Le premesse sono abbastanza allucinanti e il risultato non è da meno. Amalie Bruun è una modella danese che canta in un gruppo electro indie pop o quel diavolo che è chiamato Ex Cops. Fa questa roba qua, insomma:

La biondona è appassionata di black metal e, citando Darkthrone e Ulver tra le sue influenze, ha messo su una one man band (il primo precedente, che io ricordi, dovrebbe essere l’irachena Janaza, che non approfondimmo per mera accidia) il cui ep d’esordio esce addirittura su Relapse. Il retroterra, ascoltato il dischetto, sembra però quello di una che ha scoperto il black metal leggendo Pitchfork, tra capisaldi mal digeriti e fenomeni da bestiario medievale come i Deafheaven. I pezzi non hanno una struttura comprensibile e vanno avanti saltando di palo in frasca tra voci angeliche alla Dead Can Dance, tupa tupa con riff zanzarosi d’ordinanza e tentativi di screaming, svarioni in territori post-hc all’acqua di rose e addirittura chitarrine shoegaze. A me fa molto piacere che le indossatrici danesi ascoltino i Darkthrone ma sono un po’ i momenti in cui pensi che Kanwulf avesse le sue ragioni quando faceva il test di conoscenza sul black metal a chi ordinava i dischi dei Nargaroth.

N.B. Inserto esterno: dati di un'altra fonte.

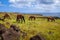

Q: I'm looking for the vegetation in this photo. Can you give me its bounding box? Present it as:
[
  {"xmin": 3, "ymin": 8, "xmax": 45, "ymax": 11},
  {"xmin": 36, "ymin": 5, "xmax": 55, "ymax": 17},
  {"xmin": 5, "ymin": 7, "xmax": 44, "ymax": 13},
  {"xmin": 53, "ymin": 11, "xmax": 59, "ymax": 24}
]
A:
[{"xmin": 0, "ymin": 13, "xmax": 60, "ymax": 40}]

ALUNAH – Awakening the forest (Napalm)

Partiti da uno stoner abbastanza standard e cannarolo, gli Alunah si sono progressivamente spostati sul doom. Il terzo full Awakening the forest spinge ancora di più sull’immaginario occultista e stregonesco da film di serie B per il quale andiamo tanto matti noialtri ma gli inglesi mantengono un approccio troppo solare e arioso per evocare veramente i demoni della foresta. Al primo impatto mi erano piaciuti molto ma, dopo ascolti ripetuti, il mio iniziale entusiasmo si è decisamente smorzato. Come sottofondo vanno pure bene ma, sulla stessa falsariga, meglio un gruppo più classico e sabbathiano come i The Wounded Kings.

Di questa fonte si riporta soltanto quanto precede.